PSNC director of pharmacy funding, Mike Dent, reiterated the negotiator’s advice for pharmacy teams to seek to get the prescription corrected.

“PSNC has a dedicated pricing audit team who check prescriptions are paid correctly as well as staff who ensure the Drug Tariff is kept up to date. It is through their work that we are able to identify any potential areas of concern and develop guidance to raise awareness,” Mr Dent explained.

“We also continue to work to make the dispensing process as straightforward as possible for contractors – this is difficult work, as neither we nor NHS England and NHS Improvement can tell prescribers how to prescribe other than through guidance.”

11 Comments
Question: 
What do you make of the new levothyroxine prescribing guidance?

Mr CAUSTIC, Community pharmacist

are the licence numbers on almus and teva boxes the same ???

 

John Cleese, Production & Technical

But then if we get the GP to write the prescription as "Levothyroxine [TEVA]", and the next month Teva is unavailable, we'll need to get the prescription changed AGAIN to give another manufacturer's version (assuming the patient wants another brand instead of nothing at all). What a carry on.

M. Rx(n), Student

This is where, in a transparent and effective system, as Professionals in positions of public trust, the ability and expectation to intervene on clinical/professional grounds needn't be an otherworldly requirement.

Mr CAUSTIC, Community pharmacist

Bob which generic brand does this ? I would have thought theproduct licence number of the original manufacturer should surely be on the box . Perhaps David Kent might like to comment on this !

Really? Wow, Superintendent Pharmacist

Correct - currenlty Almus Levo 25mcg is actually Teva inside. 
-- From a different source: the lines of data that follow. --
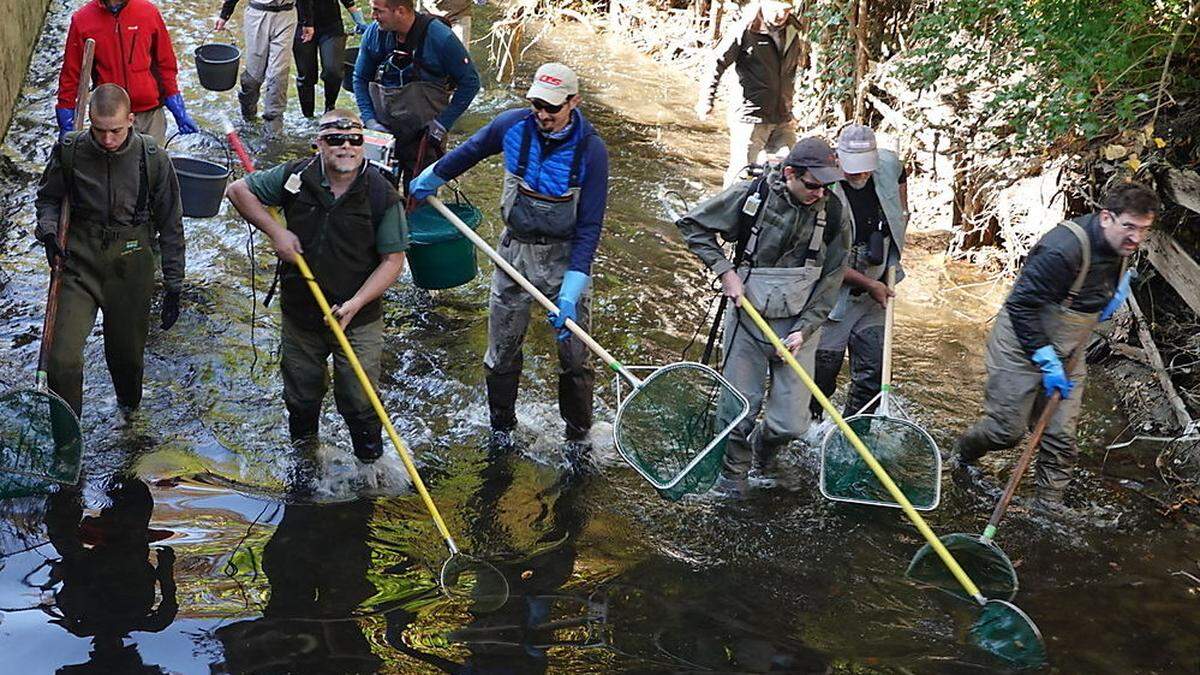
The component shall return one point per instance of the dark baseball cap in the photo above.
(817, 156)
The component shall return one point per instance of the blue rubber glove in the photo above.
(1054, 378)
(1119, 298)
(425, 185)
(360, 24)
(65, 118)
(574, 282)
(183, 120)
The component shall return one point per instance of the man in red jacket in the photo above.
(133, 51)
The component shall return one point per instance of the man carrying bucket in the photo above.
(556, 185)
(765, 51)
(1075, 275)
(124, 201)
(269, 27)
(413, 78)
(133, 51)
(877, 193)
(791, 272)
(348, 222)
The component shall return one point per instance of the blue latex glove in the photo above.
(574, 282)
(185, 124)
(65, 118)
(425, 185)
(360, 24)
(1054, 378)
(1119, 298)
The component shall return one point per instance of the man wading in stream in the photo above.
(765, 52)
(791, 272)
(132, 51)
(1075, 274)
(877, 193)
(348, 222)
(556, 185)
(124, 199)
(413, 79)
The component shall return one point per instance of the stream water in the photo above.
(604, 574)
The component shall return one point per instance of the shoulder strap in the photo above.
(581, 149)
(526, 143)
(749, 213)
(1085, 262)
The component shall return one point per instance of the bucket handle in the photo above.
(220, 141)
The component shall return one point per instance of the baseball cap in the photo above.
(857, 150)
(553, 83)
(815, 155)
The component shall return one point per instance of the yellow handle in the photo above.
(786, 354)
(331, 321)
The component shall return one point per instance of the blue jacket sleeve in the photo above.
(484, 143)
(593, 201)
(456, 64)
(371, 54)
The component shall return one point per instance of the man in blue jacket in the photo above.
(413, 77)
(556, 184)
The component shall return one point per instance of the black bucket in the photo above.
(216, 64)
(348, 60)
(202, 183)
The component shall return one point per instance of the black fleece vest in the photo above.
(339, 240)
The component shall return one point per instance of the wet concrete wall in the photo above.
(19, 27)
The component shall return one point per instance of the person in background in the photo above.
(1075, 275)
(133, 51)
(124, 203)
(765, 52)
(413, 79)
(877, 192)
(329, 42)
(270, 27)
(556, 189)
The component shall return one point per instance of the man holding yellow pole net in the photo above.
(792, 260)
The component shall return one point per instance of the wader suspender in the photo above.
(377, 197)
(142, 207)
(1085, 244)
(573, 180)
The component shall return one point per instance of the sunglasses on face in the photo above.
(539, 105)
(337, 139)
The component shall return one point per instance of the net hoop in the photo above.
(744, 405)
(930, 443)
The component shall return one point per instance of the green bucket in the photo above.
(438, 255)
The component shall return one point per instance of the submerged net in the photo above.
(1007, 632)
(982, 560)
(672, 429)
(907, 453)
(40, 441)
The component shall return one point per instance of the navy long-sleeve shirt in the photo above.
(443, 59)
(503, 135)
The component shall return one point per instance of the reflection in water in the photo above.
(317, 565)
(103, 584)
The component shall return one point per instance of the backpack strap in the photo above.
(749, 216)
(1085, 263)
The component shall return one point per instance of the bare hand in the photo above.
(731, 285)
(346, 311)
(287, 245)
(880, 293)
(795, 341)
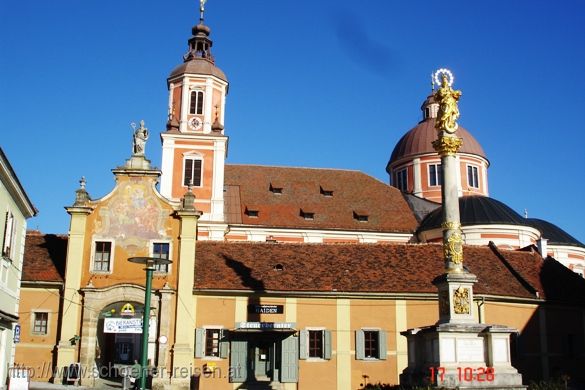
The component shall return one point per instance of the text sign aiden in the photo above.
(265, 325)
(266, 309)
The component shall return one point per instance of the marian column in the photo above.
(456, 285)
(457, 351)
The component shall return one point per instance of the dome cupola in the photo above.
(414, 166)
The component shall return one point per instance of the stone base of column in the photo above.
(474, 356)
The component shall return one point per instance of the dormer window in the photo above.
(252, 211)
(276, 189)
(328, 193)
(307, 215)
(196, 104)
(360, 215)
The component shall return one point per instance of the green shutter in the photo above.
(238, 361)
(382, 345)
(199, 341)
(303, 341)
(289, 364)
(359, 345)
(327, 344)
(223, 344)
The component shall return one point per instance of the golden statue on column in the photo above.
(447, 99)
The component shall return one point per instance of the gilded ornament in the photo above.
(444, 302)
(447, 146)
(450, 225)
(461, 301)
(453, 248)
(447, 98)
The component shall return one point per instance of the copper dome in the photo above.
(198, 66)
(418, 141)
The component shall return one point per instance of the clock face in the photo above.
(195, 123)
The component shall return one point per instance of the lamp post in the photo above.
(150, 263)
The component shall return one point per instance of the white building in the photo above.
(15, 208)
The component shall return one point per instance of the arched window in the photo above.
(196, 105)
(192, 172)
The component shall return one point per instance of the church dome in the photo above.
(198, 66)
(418, 141)
(477, 210)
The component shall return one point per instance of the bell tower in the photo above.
(194, 146)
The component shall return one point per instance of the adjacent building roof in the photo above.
(477, 210)
(554, 234)
(309, 198)
(368, 268)
(44, 257)
(14, 188)
(418, 141)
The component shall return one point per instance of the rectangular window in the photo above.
(316, 344)
(41, 321)
(192, 176)
(212, 340)
(160, 250)
(435, 175)
(196, 104)
(370, 344)
(102, 256)
(401, 180)
(8, 235)
(371, 341)
(472, 176)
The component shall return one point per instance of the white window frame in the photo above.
(112, 255)
(323, 356)
(196, 91)
(382, 352)
(474, 170)
(203, 351)
(438, 174)
(33, 318)
(9, 233)
(5, 265)
(405, 182)
(193, 156)
(167, 241)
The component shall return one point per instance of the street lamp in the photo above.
(150, 263)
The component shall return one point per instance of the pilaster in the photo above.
(183, 349)
(67, 352)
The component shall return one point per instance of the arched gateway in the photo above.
(111, 333)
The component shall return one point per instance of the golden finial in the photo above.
(201, 9)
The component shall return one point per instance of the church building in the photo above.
(284, 277)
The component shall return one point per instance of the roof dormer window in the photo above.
(276, 189)
(252, 211)
(360, 216)
(307, 215)
(328, 193)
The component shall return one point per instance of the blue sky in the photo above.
(329, 84)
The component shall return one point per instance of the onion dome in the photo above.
(477, 210)
(199, 59)
(554, 234)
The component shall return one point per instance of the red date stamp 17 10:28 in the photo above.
(464, 374)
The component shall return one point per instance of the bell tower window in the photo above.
(196, 104)
(192, 171)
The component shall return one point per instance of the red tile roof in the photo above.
(44, 257)
(361, 268)
(301, 190)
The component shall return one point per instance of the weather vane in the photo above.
(201, 9)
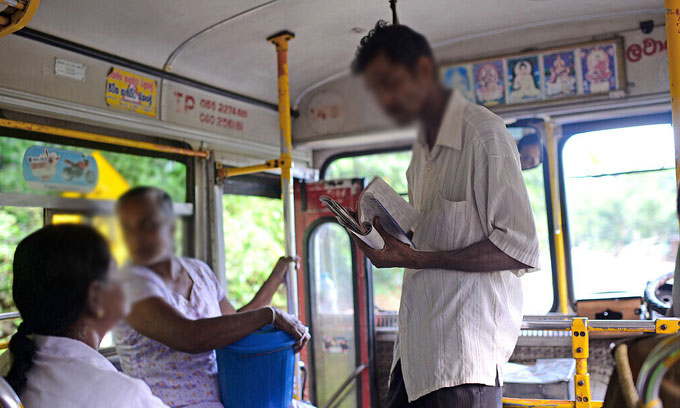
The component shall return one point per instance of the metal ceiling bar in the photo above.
(167, 67)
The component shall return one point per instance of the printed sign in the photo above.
(131, 92)
(48, 168)
(68, 69)
(327, 112)
(335, 345)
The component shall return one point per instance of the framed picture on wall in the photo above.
(524, 79)
(599, 68)
(576, 71)
(459, 77)
(559, 71)
(489, 82)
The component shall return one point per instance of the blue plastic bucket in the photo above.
(257, 371)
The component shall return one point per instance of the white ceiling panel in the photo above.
(236, 56)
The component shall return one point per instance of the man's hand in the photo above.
(291, 325)
(394, 254)
(278, 274)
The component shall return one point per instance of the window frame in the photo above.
(548, 202)
(569, 130)
(65, 141)
(308, 235)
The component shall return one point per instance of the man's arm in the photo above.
(483, 256)
(155, 318)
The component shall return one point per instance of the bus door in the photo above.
(334, 298)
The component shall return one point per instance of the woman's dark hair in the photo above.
(400, 44)
(159, 196)
(53, 270)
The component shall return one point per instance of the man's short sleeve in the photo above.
(502, 199)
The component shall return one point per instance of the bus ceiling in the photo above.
(197, 58)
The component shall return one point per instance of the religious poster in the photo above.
(560, 74)
(459, 77)
(49, 168)
(598, 66)
(489, 82)
(524, 79)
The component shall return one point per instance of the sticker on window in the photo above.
(48, 168)
(335, 345)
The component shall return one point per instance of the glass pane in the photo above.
(118, 171)
(390, 166)
(332, 288)
(253, 241)
(621, 196)
(538, 286)
(109, 227)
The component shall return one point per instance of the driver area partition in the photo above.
(341, 349)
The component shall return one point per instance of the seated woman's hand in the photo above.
(294, 327)
(281, 267)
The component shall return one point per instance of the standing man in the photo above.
(461, 302)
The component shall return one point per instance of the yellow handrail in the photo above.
(580, 328)
(558, 235)
(24, 12)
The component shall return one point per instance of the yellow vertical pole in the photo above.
(280, 40)
(580, 352)
(560, 260)
(673, 39)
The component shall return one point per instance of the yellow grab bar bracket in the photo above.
(581, 351)
(22, 15)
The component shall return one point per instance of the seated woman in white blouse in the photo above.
(68, 291)
(179, 312)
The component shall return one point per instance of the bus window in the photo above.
(391, 166)
(620, 196)
(332, 312)
(537, 286)
(117, 173)
(253, 241)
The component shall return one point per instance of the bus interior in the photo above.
(247, 112)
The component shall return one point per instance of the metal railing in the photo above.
(580, 329)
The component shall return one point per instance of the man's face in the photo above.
(400, 92)
(147, 231)
(530, 156)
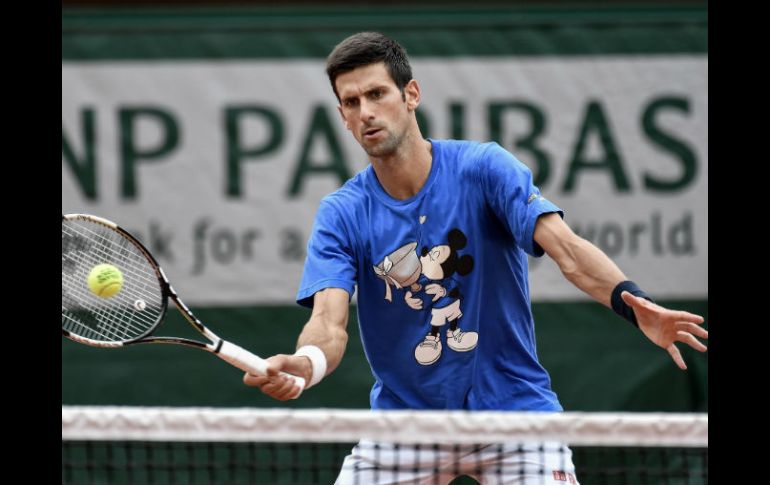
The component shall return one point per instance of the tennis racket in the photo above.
(133, 314)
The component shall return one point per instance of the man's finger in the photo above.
(687, 338)
(674, 352)
(694, 329)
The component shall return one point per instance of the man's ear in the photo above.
(342, 115)
(412, 95)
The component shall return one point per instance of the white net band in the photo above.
(196, 424)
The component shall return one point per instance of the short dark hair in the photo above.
(367, 48)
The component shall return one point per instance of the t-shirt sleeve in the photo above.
(330, 261)
(513, 198)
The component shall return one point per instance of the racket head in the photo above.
(135, 310)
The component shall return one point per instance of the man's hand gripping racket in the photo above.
(133, 313)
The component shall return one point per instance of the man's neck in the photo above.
(404, 173)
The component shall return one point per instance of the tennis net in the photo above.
(152, 445)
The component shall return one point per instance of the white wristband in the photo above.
(317, 360)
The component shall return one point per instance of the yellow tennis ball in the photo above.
(105, 280)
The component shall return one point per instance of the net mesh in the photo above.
(118, 445)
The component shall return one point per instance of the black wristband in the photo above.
(620, 307)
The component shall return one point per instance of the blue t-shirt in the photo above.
(462, 240)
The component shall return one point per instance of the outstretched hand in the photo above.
(665, 327)
(277, 385)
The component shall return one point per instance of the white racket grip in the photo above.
(248, 362)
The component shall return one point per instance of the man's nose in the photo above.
(367, 110)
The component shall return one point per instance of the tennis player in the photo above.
(435, 234)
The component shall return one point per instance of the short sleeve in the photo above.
(330, 261)
(513, 198)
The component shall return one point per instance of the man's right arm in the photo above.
(326, 329)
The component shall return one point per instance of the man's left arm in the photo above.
(592, 271)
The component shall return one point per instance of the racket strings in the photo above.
(129, 314)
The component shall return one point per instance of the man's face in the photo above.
(374, 109)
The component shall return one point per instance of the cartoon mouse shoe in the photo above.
(461, 341)
(429, 350)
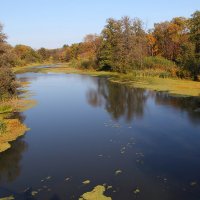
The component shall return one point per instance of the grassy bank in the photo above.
(11, 126)
(140, 79)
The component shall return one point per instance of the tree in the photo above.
(124, 45)
(7, 80)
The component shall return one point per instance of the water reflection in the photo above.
(123, 101)
(118, 100)
(10, 161)
(190, 105)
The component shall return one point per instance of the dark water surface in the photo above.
(86, 128)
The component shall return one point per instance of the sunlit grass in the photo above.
(147, 79)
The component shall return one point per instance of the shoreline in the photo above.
(136, 79)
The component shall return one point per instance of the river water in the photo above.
(87, 128)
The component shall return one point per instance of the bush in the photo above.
(7, 83)
(168, 68)
(2, 127)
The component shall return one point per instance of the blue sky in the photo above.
(52, 23)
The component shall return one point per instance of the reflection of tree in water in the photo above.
(191, 105)
(123, 101)
(10, 159)
(119, 100)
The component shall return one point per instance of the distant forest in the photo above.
(170, 49)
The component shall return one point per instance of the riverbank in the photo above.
(135, 79)
(11, 126)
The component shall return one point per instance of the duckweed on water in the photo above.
(7, 198)
(118, 172)
(97, 193)
(86, 182)
(11, 129)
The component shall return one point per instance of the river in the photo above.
(144, 144)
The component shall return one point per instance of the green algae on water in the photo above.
(96, 194)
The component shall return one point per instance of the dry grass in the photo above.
(14, 129)
(11, 129)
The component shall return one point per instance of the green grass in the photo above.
(147, 79)
(5, 109)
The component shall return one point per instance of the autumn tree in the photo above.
(7, 78)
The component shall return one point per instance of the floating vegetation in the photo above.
(11, 129)
(67, 179)
(86, 182)
(118, 172)
(33, 193)
(14, 129)
(7, 198)
(109, 187)
(48, 177)
(96, 194)
(136, 191)
(193, 183)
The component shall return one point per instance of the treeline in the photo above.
(170, 49)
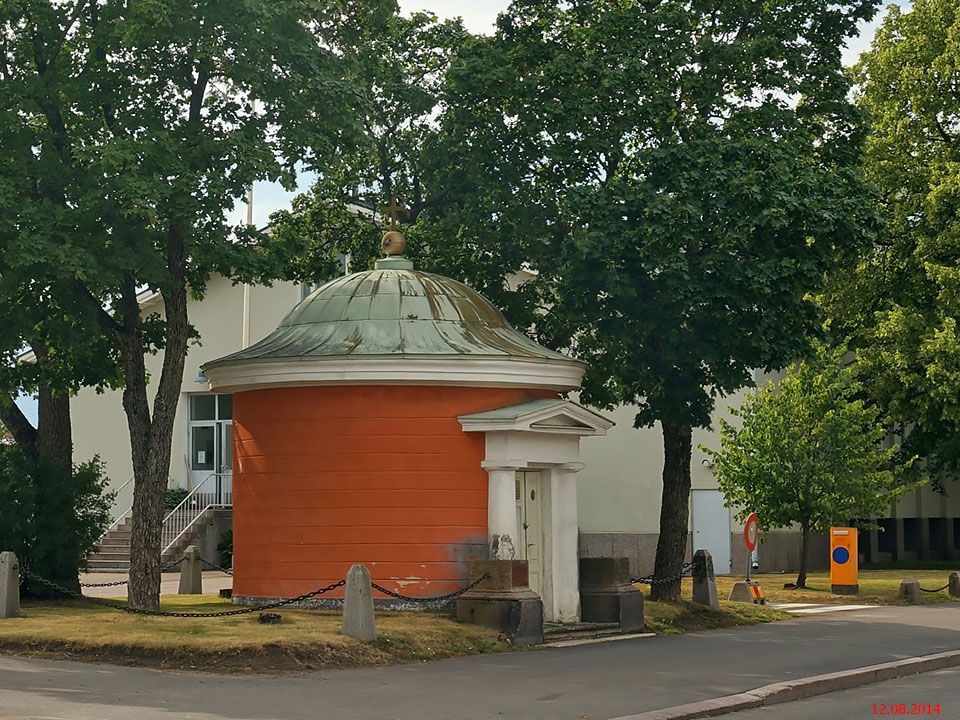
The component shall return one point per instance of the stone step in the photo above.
(556, 632)
(119, 544)
(107, 566)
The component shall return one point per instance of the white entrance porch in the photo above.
(532, 458)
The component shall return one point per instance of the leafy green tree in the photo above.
(51, 517)
(136, 126)
(679, 175)
(899, 306)
(808, 451)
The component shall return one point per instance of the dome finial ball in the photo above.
(393, 243)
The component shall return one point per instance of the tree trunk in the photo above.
(55, 493)
(54, 434)
(151, 437)
(804, 549)
(674, 510)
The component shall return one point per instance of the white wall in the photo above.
(619, 489)
(99, 423)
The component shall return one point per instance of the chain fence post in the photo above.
(191, 573)
(704, 580)
(910, 590)
(358, 618)
(9, 585)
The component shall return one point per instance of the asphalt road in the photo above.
(903, 698)
(589, 682)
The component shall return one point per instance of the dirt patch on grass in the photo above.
(272, 658)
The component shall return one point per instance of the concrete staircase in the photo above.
(113, 552)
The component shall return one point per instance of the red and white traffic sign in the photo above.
(750, 532)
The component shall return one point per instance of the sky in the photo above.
(478, 17)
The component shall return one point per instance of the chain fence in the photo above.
(118, 583)
(685, 570)
(67, 592)
(163, 613)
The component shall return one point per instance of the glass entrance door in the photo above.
(211, 444)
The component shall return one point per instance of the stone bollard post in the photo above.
(704, 580)
(191, 573)
(910, 590)
(9, 585)
(358, 620)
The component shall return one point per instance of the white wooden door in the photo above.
(711, 528)
(530, 524)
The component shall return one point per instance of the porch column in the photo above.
(502, 512)
(565, 546)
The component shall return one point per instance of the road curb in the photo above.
(802, 688)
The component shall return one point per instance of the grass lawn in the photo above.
(877, 587)
(304, 639)
(677, 618)
(311, 639)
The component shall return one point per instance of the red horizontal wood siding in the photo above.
(325, 477)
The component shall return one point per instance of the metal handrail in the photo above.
(193, 506)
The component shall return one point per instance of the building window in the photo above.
(210, 441)
(211, 406)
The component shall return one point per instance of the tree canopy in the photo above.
(899, 306)
(680, 176)
(808, 450)
(136, 128)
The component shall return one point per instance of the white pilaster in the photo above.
(502, 512)
(564, 548)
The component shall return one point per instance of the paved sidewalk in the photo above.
(914, 694)
(590, 682)
(213, 582)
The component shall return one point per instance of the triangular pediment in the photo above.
(548, 415)
(560, 420)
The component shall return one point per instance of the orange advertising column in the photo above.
(843, 561)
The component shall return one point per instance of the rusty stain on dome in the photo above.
(394, 310)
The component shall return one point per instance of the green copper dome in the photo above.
(394, 311)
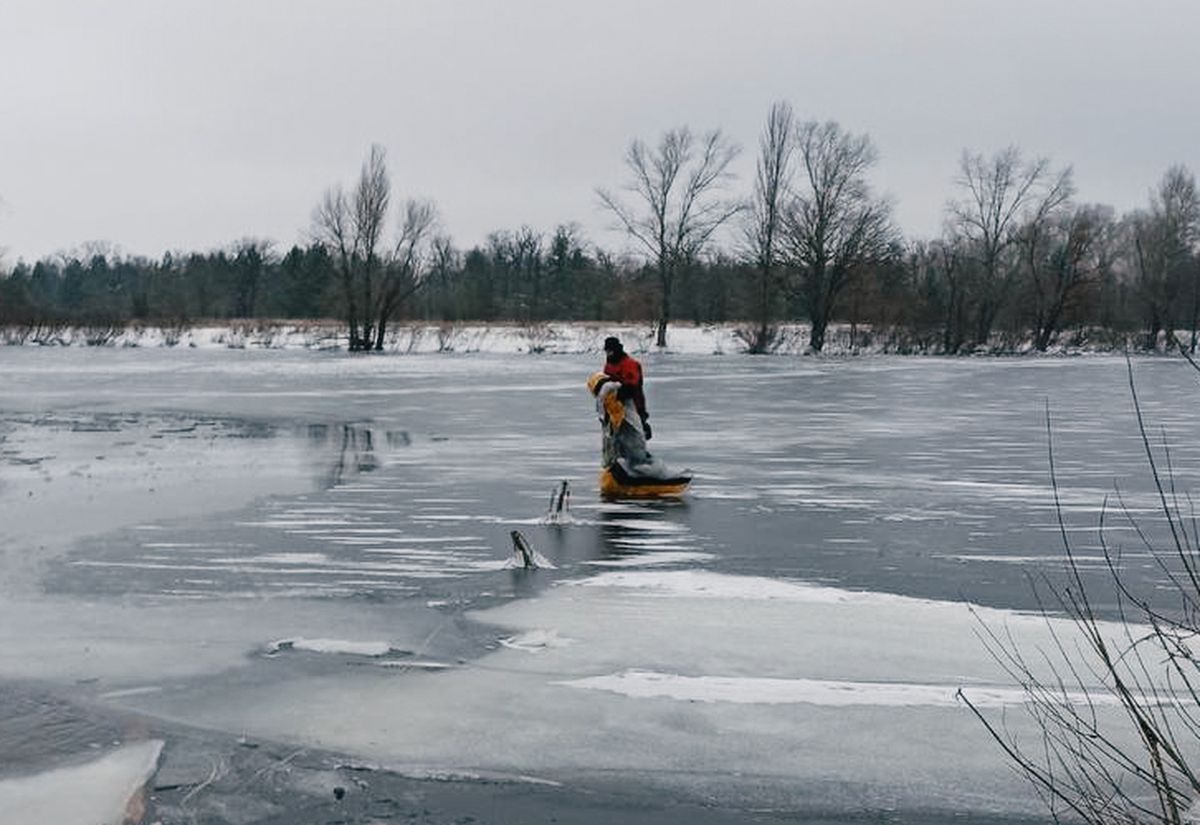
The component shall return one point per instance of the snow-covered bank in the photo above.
(558, 337)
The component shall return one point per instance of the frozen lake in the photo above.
(313, 548)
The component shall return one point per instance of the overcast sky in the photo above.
(186, 125)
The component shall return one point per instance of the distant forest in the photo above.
(1020, 263)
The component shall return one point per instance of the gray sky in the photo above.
(189, 124)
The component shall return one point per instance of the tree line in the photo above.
(1020, 262)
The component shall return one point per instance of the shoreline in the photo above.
(545, 338)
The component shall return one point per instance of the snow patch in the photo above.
(102, 792)
(330, 646)
(831, 693)
(534, 642)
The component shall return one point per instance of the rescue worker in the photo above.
(625, 368)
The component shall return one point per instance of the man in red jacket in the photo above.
(628, 371)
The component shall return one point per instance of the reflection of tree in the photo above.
(1115, 705)
(357, 449)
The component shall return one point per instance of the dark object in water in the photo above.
(559, 501)
(521, 548)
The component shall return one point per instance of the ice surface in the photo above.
(750, 691)
(101, 792)
(792, 631)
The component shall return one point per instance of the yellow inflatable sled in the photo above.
(628, 469)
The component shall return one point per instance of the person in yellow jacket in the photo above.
(627, 465)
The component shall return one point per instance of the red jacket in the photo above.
(629, 372)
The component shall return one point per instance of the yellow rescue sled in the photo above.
(628, 469)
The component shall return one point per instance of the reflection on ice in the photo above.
(701, 660)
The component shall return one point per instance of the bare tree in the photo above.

Bethan Jones, Community pharmacist

Almus do this

Mr CAUSTIC, Community pharmacist

The answer is simple adapt the payment system to read the instruction line and pay if it contains a specific brand .    

 

has PSNC approached the government to do this ? I bet they haven't .

Have the LPC put forward that idea ???

It will not suit the government to make life easier for the pharmacist if it increases costs and what does the PSNC do   ....... as usual nothing .

Time for the PSNC to be paid on results . Let their pay increases be voted on by the contractors . No successful negotiations no pay increase ! After all if we do not see our income increased why should theirs be !

Adam Hall, Community pharmacist

"Face the possibility of asking prescribers to reissue the prescription" - You make it sound like it is a terrifying and terrible thing to do! If we are to enable "Teva Divas" then prescribers will need to shoulder their portion of the grief. There is no problem here: "My doctor says I have to have XYY brand" - "Fair enough - go back and get them to issue the prescription with that on it". It will only take one or two trips back for either patients to give up and take what they get (for FREE!) or for GPs to catch on and issue the prescription correctly the first time. 

David Kent, Community pharmacist

Only one????

Bob Dunkley, Locum pharmacist

My misgivings with this is that sometimes what is in the box although it is the correct levothyroxine and correct strength, has been made by a different manufacturer, and the patient who has been stabilised on one “brand” now receives another. I can think of one generic “manufacturer” who doesn’t make the tablets in the box, all they do is assemble the finished article, buying their strips of Levothyroxine from whoever is the cheapest. Presumably the generic manufacturers are going to be drawn into this latest wheeze of the MHRA to ensure that the generics we buy are going to be the same next month as they are this month.

C A, Community pharmacist

Yet, I'll bet you've come across patients that will swear blind that only that brand works, and that Teva is rubbish... when it's Teva inside the box at the minute.